The judgment delivered against our leader, Onyendu Mazi Nnamdi Kanu, has exposed deeply troubling issues within the Nigerian justice system. What has unfolded in this case shows clearly that the rule of law was not followed, and ordinary Nigerians deserve to understand these violations in simple, clear terms.
1. A Law That No Longer Exists Was Used
One of the charges against Onyendu was based on a law that has already been repealed.
A cancelled law cannot be used to investigate, prosecute, or convict anyone.
Yet in this case, the court acted as if the law was still valid.
This directly violates the Nigerian Constitution, which states that no citizen can be punished under a law that is no longer in force.

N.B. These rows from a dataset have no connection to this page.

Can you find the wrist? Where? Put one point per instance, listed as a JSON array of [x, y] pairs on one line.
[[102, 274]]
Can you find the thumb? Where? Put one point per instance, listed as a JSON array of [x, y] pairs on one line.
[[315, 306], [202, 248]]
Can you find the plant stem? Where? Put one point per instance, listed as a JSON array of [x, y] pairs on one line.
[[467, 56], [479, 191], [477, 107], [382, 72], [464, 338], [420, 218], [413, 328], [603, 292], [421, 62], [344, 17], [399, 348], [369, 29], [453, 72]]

2. No Victim, No Witness, Nobody Harmed
In all the years of this trial, not a single person appeared before the court to claim:
“Mazi Nnamdi Kanu threatened me,”
“He intimidated me,”
“He incited me,” or
“I was affected by what he said.”
There was:
No eyewitness,
No victim,
No complainant,
No investigation report,
Only edited online videos were tendered as evidence.
In any normal criminal justice system, you cannot convict a citizen without real evidence or real people affected.
3. Eight Charges Were Struck Out, Yet the Remaining Ones Used the Same Facts
The Federal Government initially brought 15 charges against Onyendu.
The court struck out 8 of them because they had no basis.
All 15 charges were built on the same set of facts.
If those facts were not strong enough to support the first 8 charges, how can they suddenly become strong enough to justify conviction on the remaining 7?
This inconsistency exposes a serious flaw in the judgment.
4. The Transmitter Charge (Count 7) Had Already Expired
One of the charges alleged that Onyendu imported a transmitter.
The law is clear: such a charge has a 5-year statute of limitation.
Mazi Kanu has already spent more than 6 years in detention.
Legally, that charge had expired and could not be used.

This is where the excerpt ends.